The two dead bodies of his friends.
Way to pile on the guilt.
He stared at it for a long time. Just trying to think of how he could have done it. Why. Trying to remember those two years.
After he'd given up with that, Jack just resorted to staring at the picture and trying to remember them. Missing them, bitterly. Mourning them.
Seeing Seo's dead face… it made him remember the Valiant. Made him remember the Master, as he'd dug Seo's body out of the ocean, trying to force life back into it, unable to admit his defeat.
He'd told Buffy, once, that Seo had beaten the Master by killing herself.
Buffy had been furious. Screaming at him that her baby girl dead was never a victory. Never would be.
"Glad you didn't get to see this, Buffy," said Jack. "If anyone could have found a way to kill me for good, it would have been you, right now. After you'd found out I'd done this."
He spent a long time thinking that, as he stared at the newspaper.
How he'd betrayed the whole damn family.
No one left alive except Dawn and Jenny. Maybe Jenny would come over and do the honors of flaying him, now that Buffy was dead. Or maybe…
"Maybe that's what I gotta do, next," said Jack. Staring down at that photo. "To make this right. I gotta find out what really happened. So I can tell Jenny the truth."
That seemed as good a goal as any.
Least he could help someone in that family.

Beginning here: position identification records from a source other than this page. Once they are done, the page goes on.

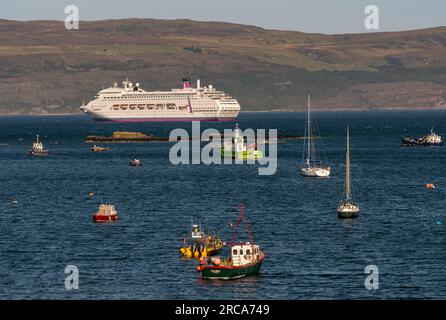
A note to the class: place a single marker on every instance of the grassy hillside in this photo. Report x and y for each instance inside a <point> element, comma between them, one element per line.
<point>45,68</point>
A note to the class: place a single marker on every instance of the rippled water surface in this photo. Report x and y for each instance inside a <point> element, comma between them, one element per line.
<point>310,254</point>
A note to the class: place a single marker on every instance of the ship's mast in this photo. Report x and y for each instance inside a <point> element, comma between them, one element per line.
<point>309,130</point>
<point>347,168</point>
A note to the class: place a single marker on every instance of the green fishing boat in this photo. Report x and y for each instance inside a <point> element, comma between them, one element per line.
<point>246,259</point>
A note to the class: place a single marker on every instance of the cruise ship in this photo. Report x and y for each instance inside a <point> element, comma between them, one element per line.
<point>130,103</point>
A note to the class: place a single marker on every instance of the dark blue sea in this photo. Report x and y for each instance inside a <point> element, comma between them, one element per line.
<point>310,253</point>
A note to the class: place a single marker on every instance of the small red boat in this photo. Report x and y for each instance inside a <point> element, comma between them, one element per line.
<point>106,213</point>
<point>135,163</point>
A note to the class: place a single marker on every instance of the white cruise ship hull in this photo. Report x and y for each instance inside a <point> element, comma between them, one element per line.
<point>157,118</point>
<point>130,103</point>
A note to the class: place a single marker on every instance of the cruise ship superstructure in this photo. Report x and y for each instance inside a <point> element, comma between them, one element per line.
<point>130,103</point>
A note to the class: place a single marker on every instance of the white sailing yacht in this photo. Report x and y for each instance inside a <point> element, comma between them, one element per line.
<point>348,209</point>
<point>312,166</point>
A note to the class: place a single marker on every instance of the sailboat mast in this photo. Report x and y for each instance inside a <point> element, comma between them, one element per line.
<point>347,167</point>
<point>308,130</point>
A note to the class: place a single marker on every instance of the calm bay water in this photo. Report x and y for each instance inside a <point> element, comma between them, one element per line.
<point>310,254</point>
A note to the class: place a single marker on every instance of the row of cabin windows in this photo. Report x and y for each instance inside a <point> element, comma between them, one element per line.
<point>148,97</point>
<point>151,106</point>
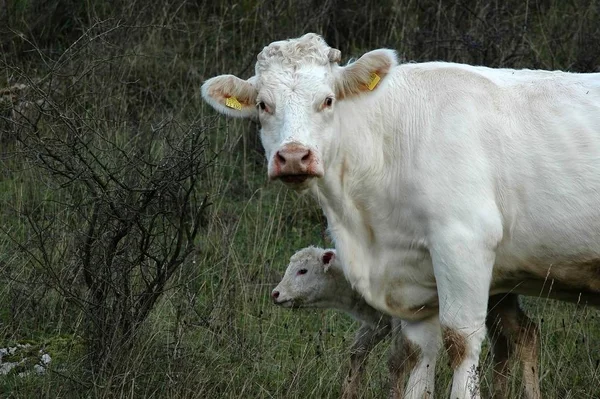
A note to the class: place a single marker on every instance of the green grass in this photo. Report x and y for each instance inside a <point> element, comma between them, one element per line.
<point>214,332</point>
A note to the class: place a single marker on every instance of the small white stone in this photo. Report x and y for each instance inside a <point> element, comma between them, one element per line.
<point>39,369</point>
<point>6,367</point>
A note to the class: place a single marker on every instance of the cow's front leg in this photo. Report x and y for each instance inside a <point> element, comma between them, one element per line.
<point>365,340</point>
<point>462,262</point>
<point>414,352</point>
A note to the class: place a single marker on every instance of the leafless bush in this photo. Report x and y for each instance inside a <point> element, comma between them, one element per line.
<point>128,203</point>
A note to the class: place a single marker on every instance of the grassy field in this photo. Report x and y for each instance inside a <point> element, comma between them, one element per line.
<point>112,91</point>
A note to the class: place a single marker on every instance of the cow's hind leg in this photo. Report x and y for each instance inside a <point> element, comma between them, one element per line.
<point>513,336</point>
<point>463,259</point>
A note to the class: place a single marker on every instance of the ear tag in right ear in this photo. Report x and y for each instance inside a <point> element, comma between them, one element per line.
<point>232,102</point>
<point>374,80</point>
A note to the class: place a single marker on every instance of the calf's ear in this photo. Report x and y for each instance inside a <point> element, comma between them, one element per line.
<point>328,258</point>
<point>231,96</point>
<point>365,74</point>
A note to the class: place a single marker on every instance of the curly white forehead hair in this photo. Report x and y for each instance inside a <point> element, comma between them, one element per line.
<point>287,53</point>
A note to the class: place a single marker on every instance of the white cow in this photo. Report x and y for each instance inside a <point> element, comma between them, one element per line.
<point>442,183</point>
<point>315,279</point>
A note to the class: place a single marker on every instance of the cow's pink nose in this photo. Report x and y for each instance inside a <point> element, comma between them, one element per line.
<point>293,159</point>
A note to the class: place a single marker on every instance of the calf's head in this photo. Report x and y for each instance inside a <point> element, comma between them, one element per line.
<point>294,95</point>
<point>310,280</point>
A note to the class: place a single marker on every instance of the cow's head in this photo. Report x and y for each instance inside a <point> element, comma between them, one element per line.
<point>294,95</point>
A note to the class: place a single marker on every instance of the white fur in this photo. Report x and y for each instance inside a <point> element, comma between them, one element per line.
<point>454,177</point>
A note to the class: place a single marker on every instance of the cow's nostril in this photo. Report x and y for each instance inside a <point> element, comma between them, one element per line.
<point>280,158</point>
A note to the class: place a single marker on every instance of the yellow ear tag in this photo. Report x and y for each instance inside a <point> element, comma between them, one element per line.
<point>374,80</point>
<point>232,102</point>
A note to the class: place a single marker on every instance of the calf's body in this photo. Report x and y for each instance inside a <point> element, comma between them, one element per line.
<point>314,279</point>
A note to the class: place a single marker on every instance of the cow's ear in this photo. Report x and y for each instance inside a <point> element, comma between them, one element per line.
<point>328,258</point>
<point>365,74</point>
<point>231,96</point>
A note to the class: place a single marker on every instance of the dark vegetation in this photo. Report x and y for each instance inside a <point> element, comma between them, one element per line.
<point>139,239</point>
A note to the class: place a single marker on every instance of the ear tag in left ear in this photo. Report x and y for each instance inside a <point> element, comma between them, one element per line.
<point>374,80</point>
<point>232,102</point>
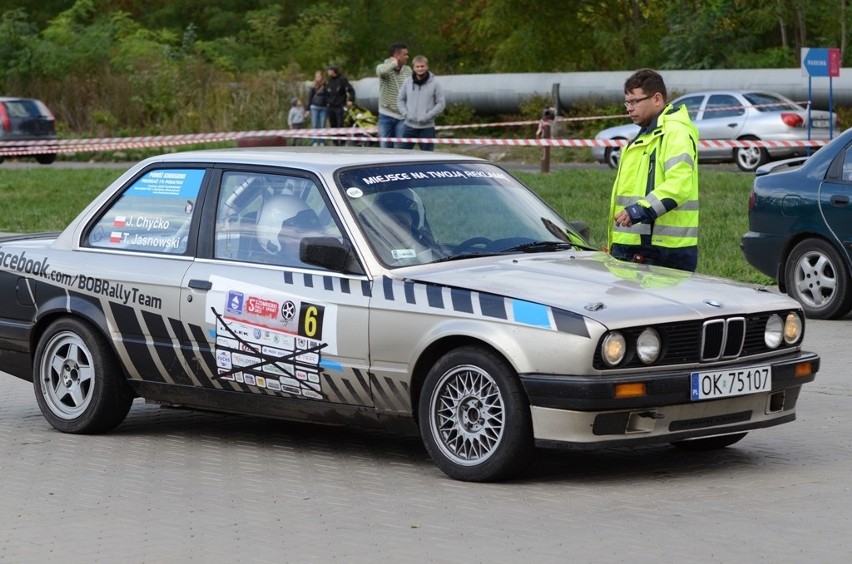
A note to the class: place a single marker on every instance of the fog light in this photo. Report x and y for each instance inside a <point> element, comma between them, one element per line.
<point>630,390</point>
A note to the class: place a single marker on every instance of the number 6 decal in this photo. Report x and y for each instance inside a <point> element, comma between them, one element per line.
<point>310,321</point>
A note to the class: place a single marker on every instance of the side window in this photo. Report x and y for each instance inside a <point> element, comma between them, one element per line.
<point>263,218</point>
<point>693,105</point>
<point>152,215</point>
<point>723,106</point>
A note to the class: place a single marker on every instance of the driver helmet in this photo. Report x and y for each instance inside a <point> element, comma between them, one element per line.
<point>404,202</point>
<point>278,212</point>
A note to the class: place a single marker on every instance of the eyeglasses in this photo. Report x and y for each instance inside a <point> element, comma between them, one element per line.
<point>631,103</point>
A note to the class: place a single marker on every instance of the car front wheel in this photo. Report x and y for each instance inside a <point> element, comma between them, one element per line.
<point>474,417</point>
<point>817,278</point>
<point>78,384</point>
<point>750,158</point>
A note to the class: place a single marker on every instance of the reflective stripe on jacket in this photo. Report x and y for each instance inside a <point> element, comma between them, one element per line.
<point>659,172</point>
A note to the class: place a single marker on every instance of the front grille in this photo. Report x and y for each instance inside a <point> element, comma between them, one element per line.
<point>693,342</point>
<point>722,338</point>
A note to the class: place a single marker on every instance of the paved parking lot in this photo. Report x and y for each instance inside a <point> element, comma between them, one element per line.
<point>177,486</point>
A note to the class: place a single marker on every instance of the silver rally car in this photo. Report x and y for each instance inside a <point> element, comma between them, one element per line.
<point>409,290</point>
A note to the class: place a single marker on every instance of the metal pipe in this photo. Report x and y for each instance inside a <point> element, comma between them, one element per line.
<point>504,93</point>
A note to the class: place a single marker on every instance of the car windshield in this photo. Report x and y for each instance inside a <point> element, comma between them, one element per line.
<point>766,102</point>
<point>420,213</point>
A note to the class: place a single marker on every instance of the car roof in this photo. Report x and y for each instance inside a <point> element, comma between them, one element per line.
<point>314,158</point>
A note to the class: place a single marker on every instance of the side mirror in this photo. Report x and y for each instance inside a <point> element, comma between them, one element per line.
<point>330,253</point>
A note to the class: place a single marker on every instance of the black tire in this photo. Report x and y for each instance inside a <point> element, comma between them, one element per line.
<point>709,443</point>
<point>78,383</point>
<point>748,159</point>
<point>816,276</point>
<point>612,155</point>
<point>474,417</point>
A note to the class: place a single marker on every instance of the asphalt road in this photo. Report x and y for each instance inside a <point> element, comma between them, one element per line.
<point>179,486</point>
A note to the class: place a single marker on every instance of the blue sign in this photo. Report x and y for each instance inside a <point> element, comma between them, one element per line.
<point>821,62</point>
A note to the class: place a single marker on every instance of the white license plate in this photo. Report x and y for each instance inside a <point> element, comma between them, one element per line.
<point>727,383</point>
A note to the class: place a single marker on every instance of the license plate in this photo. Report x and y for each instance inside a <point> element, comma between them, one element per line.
<point>727,383</point>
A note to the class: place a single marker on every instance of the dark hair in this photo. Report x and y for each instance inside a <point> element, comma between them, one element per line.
<point>648,80</point>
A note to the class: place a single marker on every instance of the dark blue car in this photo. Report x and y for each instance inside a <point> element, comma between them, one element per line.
<point>800,228</point>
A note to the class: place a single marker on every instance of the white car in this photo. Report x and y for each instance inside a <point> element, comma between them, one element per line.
<point>416,290</point>
<point>734,116</point>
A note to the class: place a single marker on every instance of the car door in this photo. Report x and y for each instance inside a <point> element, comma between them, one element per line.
<point>259,320</point>
<point>132,260</point>
<point>722,119</point>
<point>835,199</point>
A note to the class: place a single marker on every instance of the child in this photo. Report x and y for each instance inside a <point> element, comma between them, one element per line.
<point>296,118</point>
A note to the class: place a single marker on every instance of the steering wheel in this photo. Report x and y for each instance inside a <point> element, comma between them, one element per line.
<point>469,244</point>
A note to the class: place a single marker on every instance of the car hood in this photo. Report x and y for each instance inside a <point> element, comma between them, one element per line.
<point>598,286</point>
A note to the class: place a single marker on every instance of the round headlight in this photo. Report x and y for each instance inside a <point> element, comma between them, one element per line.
<point>648,346</point>
<point>792,328</point>
<point>772,333</point>
<point>613,348</point>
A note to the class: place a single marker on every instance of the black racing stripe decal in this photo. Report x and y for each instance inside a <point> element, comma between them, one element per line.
<point>409,292</point>
<point>164,348</point>
<point>387,286</point>
<point>493,306</point>
<point>461,300</point>
<point>138,352</point>
<point>569,322</point>
<point>435,296</point>
<point>401,397</point>
<point>382,397</point>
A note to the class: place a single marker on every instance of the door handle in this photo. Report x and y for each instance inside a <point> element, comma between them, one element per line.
<point>200,284</point>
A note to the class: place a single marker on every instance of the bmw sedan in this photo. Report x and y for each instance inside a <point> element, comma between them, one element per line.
<point>738,116</point>
<point>800,228</point>
<point>417,291</point>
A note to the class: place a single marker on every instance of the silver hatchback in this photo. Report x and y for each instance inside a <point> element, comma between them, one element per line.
<point>739,115</point>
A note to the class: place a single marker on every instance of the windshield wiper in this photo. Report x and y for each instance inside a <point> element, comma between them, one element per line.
<point>540,247</point>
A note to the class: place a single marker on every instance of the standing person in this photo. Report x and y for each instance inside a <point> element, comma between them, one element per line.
<point>420,100</point>
<point>654,204</point>
<point>296,118</point>
<point>392,73</point>
<point>318,104</point>
<point>340,95</point>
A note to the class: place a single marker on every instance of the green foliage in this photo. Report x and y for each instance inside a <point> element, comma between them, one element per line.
<point>109,67</point>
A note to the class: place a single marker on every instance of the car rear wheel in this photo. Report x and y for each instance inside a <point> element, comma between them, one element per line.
<point>709,443</point>
<point>612,155</point>
<point>474,417</point>
<point>750,158</point>
<point>78,384</point>
<point>817,278</point>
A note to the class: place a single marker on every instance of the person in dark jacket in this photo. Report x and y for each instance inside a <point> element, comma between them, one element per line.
<point>340,95</point>
<point>420,100</point>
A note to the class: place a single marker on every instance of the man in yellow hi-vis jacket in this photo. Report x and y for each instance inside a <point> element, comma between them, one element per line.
<point>654,205</point>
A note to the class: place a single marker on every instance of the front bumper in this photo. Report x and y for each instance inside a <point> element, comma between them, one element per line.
<point>583,412</point>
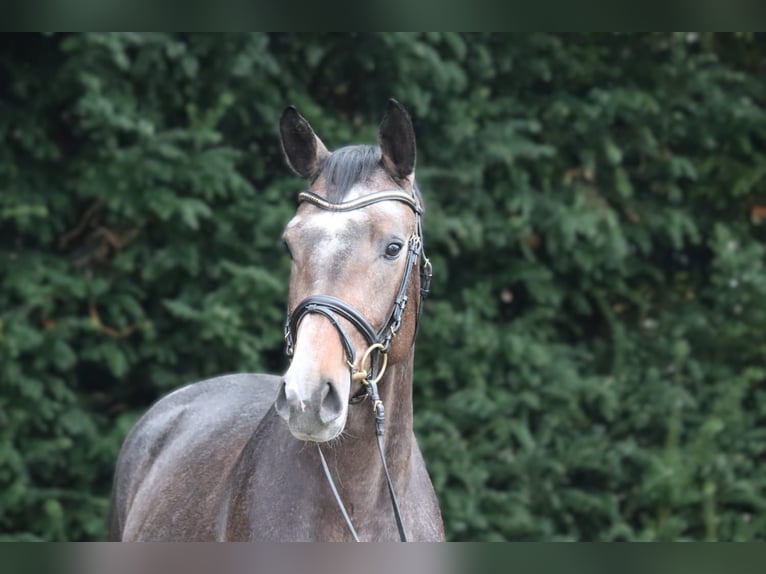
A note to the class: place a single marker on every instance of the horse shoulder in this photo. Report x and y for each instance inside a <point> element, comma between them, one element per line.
<point>172,469</point>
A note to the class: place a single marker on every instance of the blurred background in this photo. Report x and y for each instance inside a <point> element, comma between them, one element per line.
<point>591,364</point>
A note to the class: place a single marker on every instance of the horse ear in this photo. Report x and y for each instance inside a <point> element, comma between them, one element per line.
<point>303,150</point>
<point>397,141</point>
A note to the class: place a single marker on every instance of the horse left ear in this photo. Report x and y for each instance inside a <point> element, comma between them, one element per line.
<point>397,141</point>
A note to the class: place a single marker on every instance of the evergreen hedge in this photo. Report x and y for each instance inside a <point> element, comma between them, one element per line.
<point>592,362</point>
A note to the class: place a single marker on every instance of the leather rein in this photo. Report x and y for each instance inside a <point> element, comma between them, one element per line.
<point>370,370</point>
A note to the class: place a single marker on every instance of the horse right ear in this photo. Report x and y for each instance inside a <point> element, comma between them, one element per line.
<point>303,150</point>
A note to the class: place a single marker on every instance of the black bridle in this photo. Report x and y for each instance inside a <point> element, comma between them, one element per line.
<point>371,368</point>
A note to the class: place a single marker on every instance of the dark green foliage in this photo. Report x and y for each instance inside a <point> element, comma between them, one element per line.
<point>592,362</point>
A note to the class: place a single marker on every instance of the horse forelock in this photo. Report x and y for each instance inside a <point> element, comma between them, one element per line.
<point>352,166</point>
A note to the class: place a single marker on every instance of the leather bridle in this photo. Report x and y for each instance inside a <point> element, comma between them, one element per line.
<point>371,368</point>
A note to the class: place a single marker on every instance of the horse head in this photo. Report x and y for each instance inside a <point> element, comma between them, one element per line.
<point>353,242</point>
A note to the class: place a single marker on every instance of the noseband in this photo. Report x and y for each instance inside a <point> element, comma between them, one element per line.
<point>371,368</point>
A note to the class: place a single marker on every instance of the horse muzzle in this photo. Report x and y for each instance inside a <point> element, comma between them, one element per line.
<point>315,412</point>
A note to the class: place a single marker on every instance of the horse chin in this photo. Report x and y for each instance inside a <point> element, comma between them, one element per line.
<point>324,434</point>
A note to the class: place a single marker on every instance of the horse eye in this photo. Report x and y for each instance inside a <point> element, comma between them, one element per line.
<point>393,250</point>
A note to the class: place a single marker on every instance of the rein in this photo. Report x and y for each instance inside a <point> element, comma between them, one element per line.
<point>372,366</point>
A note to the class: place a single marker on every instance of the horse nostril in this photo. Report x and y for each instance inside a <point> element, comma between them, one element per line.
<point>330,405</point>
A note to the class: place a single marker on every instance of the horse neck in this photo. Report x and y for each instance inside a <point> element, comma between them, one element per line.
<point>357,451</point>
<point>396,393</point>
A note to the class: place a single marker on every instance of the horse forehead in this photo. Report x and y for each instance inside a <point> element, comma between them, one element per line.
<point>324,225</point>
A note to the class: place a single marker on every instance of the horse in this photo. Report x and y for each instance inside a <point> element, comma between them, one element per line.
<point>241,457</point>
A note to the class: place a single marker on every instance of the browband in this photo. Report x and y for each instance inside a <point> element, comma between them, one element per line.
<point>364,201</point>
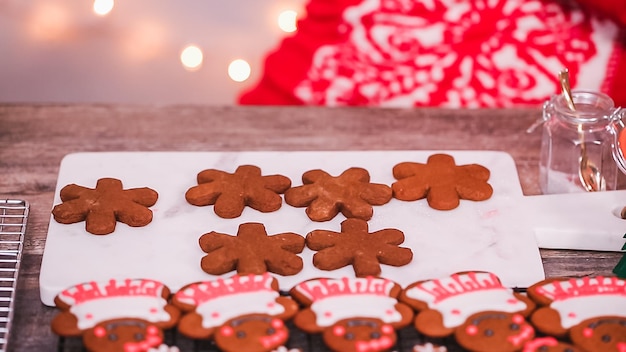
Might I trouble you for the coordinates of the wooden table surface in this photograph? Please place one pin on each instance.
(34, 139)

Even if he seemed to be doing a pretty good job of royally screwing up everyone else.
"Better Jenny finds out from me than reading it in the newspaper," said Jack. Already testing the stresses on the chains, and finding a weak spot. If he just… tugged hard enough…
The right chain flew out of its holding on the wall.
Thank God for shoddy government contractors!
He quickly got himself free from the rest of the chains. Scooped up the newspaper, looking down at it, swallowing around a lump in his throat.
"Never thought you'd see your sister dead in a photo on the front page of a newspaper," Jack muttered.
Then froze.
As he repeated his words.
"Never… thought… you'd see your sister… in a photo in any newspaper. At all." His mind racing. "Because Seo doesn't show up in photographs."
Jack tore open the newspaper, to find the continuation article. Saw a frozen frame of the footage in which he'd shot the Doctor and Seo. The frozen frame where Seo's body had fallen.
A body… he could see.
"It's not her," Jack realized. Turning back to the front page, again. Her face. "It's a copy. A duplicate. If it was her… she wouldn't show up. She wouldn't be there."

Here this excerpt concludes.